Tuve que despedir a Cati, no tenía otra alternativa.
Unos días antes, mi madre quiso que yo luciera, en la boda de mi hermana, el collar de oro blanco y aguamarinas que ella sólo se ponía en ocasiones especiales. Ella nos contaba que era un regalo de su madrina, tan rica como cariñosa, que lo compró en Tiffany cuando estuvo en Nueva York.
La celebración se prolongó y yo volví muy tarde y cansada, no me entretuve en bajar al despacho por el estuche y lo puse en mi tocador, junto al cofre de madera tallada. A la mañana siguiente me quedé dormida, así que me fui a trabajar a toda prisa.
Cuando llegué por la tarde, el collar no estaba. Revolvimos toda la casa por si distraídamente lo habíamos guardado. No apareció. Cati era la única persona ajena a la familia que había entrado. Ella lo negaba rotundamente, entre lágrimas. Yo le repetía una y otra vez que habíamos perdido la confianza en ella, después de tantos años con mi familia, que no debía haberlo hecho por muy mala que fuera su situación. Añadí que no la denunciaba por caridad. También es cierto que estuvo mucho tiempo trabajando sin asegurar y no quería salir perjudicada. Mis hijas se cogían de su ropa al verla marchar. Yo les conté que tenía que irse para cuidar a su madre enferma.
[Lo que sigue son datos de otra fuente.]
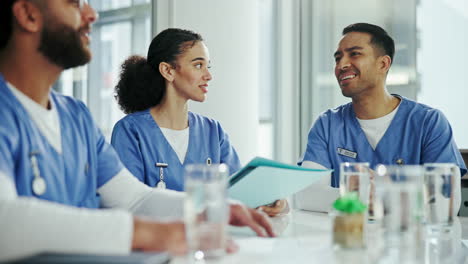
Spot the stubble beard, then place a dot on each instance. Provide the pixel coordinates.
(63, 46)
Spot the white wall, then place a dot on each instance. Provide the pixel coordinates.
(442, 61)
(230, 30)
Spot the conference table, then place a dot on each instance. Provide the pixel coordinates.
(306, 237)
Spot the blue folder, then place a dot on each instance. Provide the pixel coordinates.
(262, 181)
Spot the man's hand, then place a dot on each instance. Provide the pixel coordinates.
(153, 236)
(240, 215)
(276, 208)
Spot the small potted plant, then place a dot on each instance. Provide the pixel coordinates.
(348, 224)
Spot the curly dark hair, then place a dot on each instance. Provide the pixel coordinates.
(6, 21)
(141, 85)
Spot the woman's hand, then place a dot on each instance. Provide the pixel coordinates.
(276, 208)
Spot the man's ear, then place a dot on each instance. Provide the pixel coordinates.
(385, 63)
(167, 71)
(27, 16)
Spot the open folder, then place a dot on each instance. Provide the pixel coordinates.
(262, 181)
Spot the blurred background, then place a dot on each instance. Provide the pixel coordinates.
(272, 61)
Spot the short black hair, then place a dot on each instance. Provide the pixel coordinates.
(6, 21)
(379, 37)
(141, 85)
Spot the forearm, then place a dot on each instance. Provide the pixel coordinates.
(126, 192)
(31, 226)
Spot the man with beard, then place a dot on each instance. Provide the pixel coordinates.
(53, 158)
(376, 127)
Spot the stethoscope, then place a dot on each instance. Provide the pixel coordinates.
(39, 185)
(161, 165)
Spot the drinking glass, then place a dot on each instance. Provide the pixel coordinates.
(355, 177)
(399, 191)
(438, 192)
(206, 210)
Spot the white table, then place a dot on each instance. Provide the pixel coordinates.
(306, 237)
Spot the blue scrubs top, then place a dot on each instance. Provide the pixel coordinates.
(418, 134)
(86, 163)
(141, 144)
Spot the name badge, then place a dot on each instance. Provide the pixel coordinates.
(347, 153)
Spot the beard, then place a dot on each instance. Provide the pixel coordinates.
(62, 45)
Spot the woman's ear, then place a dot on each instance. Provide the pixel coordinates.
(27, 15)
(167, 71)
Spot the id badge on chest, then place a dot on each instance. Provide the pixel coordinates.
(161, 184)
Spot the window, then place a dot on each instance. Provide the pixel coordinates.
(123, 29)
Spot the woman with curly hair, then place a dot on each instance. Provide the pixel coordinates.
(159, 136)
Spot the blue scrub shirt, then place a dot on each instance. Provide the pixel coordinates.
(418, 134)
(86, 163)
(141, 144)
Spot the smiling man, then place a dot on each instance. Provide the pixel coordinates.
(56, 169)
(376, 127)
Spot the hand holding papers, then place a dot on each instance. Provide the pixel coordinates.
(263, 181)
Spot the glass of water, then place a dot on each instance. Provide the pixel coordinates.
(399, 191)
(355, 178)
(438, 191)
(206, 210)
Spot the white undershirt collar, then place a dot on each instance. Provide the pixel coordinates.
(46, 120)
(374, 129)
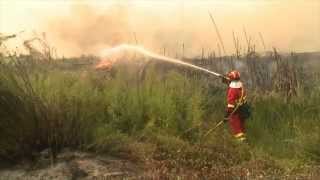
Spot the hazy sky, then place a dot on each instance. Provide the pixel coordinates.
(82, 26)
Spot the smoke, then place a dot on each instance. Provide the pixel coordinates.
(86, 30)
(181, 29)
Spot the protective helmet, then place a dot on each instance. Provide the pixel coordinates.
(234, 75)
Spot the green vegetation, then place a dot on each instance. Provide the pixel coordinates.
(158, 118)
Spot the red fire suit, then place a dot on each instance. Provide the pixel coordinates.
(235, 96)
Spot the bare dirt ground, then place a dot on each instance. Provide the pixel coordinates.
(73, 165)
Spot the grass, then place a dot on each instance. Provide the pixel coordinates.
(146, 119)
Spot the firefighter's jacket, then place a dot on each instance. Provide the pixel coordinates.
(236, 96)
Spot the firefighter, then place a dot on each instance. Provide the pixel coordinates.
(236, 111)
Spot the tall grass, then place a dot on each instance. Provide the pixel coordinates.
(160, 116)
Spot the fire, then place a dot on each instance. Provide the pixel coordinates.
(105, 64)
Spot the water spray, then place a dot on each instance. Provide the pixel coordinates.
(139, 49)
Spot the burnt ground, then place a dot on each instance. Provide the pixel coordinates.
(84, 166)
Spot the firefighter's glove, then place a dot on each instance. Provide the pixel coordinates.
(226, 116)
(225, 80)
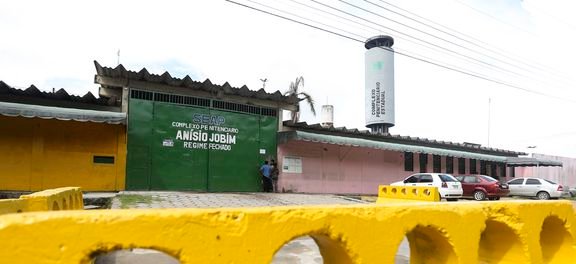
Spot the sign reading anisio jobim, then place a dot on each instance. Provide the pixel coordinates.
(379, 89)
(206, 132)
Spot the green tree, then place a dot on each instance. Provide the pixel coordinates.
(293, 90)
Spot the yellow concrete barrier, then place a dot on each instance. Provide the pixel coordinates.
(387, 193)
(465, 232)
(66, 198)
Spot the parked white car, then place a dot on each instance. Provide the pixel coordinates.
(448, 187)
(535, 187)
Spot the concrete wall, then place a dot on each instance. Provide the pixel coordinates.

Un cuñado policía hizo algunas indagaciones por su cuenta y, ni rastro del collar, o mejor, de la gargantilla. A veces la contemplaba en una foto enmarcada, una elegante cadena, de la que colgaban cinco piedras del mismo tamaño y color que las pupilas de mi madre, rodeadas de pequeñísimos diamantes, o, seguramente, circonitas.
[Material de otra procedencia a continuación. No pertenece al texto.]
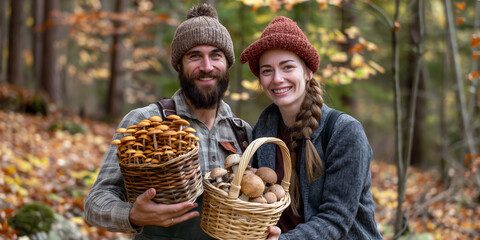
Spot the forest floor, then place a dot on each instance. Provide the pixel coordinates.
(58, 168)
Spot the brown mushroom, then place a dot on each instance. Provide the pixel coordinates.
(218, 173)
(277, 190)
(121, 131)
(232, 161)
(270, 197)
(172, 117)
(268, 176)
(259, 199)
(252, 186)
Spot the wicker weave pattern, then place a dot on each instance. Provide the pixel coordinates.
(224, 216)
(176, 180)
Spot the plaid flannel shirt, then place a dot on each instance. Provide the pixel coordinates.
(106, 205)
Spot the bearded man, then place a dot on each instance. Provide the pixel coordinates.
(202, 53)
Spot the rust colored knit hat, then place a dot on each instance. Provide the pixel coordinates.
(201, 28)
(281, 33)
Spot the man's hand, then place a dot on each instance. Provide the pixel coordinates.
(274, 233)
(146, 212)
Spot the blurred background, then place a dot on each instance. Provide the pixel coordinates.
(408, 70)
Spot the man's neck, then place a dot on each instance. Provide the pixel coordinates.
(207, 116)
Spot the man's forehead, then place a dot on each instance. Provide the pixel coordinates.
(204, 48)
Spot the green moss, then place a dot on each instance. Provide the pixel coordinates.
(32, 218)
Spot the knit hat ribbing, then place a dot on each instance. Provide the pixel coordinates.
(281, 33)
(201, 28)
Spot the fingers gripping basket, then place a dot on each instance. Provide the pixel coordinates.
(176, 180)
(224, 216)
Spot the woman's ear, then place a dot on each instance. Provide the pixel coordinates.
(308, 74)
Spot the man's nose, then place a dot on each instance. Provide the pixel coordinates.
(206, 65)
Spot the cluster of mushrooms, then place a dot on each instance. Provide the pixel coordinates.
(154, 140)
(258, 185)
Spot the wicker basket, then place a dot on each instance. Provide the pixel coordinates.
(176, 180)
(224, 216)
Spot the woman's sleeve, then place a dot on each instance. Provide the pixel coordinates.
(346, 172)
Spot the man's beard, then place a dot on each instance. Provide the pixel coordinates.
(204, 99)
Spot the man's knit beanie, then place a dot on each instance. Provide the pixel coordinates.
(281, 33)
(201, 28)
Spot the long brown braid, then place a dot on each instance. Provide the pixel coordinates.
(305, 124)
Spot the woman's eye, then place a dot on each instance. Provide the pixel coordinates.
(266, 71)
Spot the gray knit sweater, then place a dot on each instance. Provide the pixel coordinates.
(339, 204)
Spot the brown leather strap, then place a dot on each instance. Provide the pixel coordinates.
(240, 132)
(166, 106)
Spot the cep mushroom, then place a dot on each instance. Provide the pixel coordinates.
(218, 173)
(270, 197)
(277, 190)
(232, 161)
(268, 176)
(252, 186)
(259, 199)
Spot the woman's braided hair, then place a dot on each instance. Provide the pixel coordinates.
(284, 33)
(305, 124)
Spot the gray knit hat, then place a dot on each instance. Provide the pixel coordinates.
(201, 28)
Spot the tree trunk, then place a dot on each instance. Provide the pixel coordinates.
(3, 32)
(415, 83)
(117, 72)
(348, 20)
(400, 220)
(38, 28)
(50, 81)
(14, 70)
(462, 104)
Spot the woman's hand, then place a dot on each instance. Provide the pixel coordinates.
(146, 212)
(274, 233)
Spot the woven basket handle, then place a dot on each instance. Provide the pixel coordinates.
(234, 191)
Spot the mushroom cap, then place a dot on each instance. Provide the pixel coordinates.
(131, 131)
(190, 130)
(270, 197)
(267, 175)
(218, 172)
(143, 123)
(169, 133)
(259, 199)
(181, 122)
(155, 119)
(232, 159)
(277, 190)
(173, 117)
(252, 186)
(141, 131)
(128, 138)
(121, 130)
(162, 127)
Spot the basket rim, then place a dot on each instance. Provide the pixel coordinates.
(159, 165)
(234, 191)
Durante meses y años estuve esperando que viniera a devolverlo o explicarnos, pero, nada. Sólo supe que al principio merodeaba por el colegio de las niñas, observándolas a la hora del recreo y tuvimos miedo. Mi madre se sentía culpable por habérmelo prestado; yo, por haber provocado el robo; mi hermana, por ser en su boda; mi marido, por no haberla denunciado. Se convirtió en un tema tabú para la familia, hasta ayer.
Como mis hijas estaban de campamento, decidí regalar juguetes que no usaban y… ¡Dios mío!, ¡no podía creerlo!, en el fondo de un baúl encontré una muñeca con el collar puesto. Un frío me recorrió la espalda y salí hacia la casa de Cati. Las manos me temblaban al volante y la humedad en los ojos me dificultaba la visión. Estuve a punto de volverme. Pero llegué. Al preguntar por ella, no sabían nada desde hacía tiempo. Había vuelto a su país.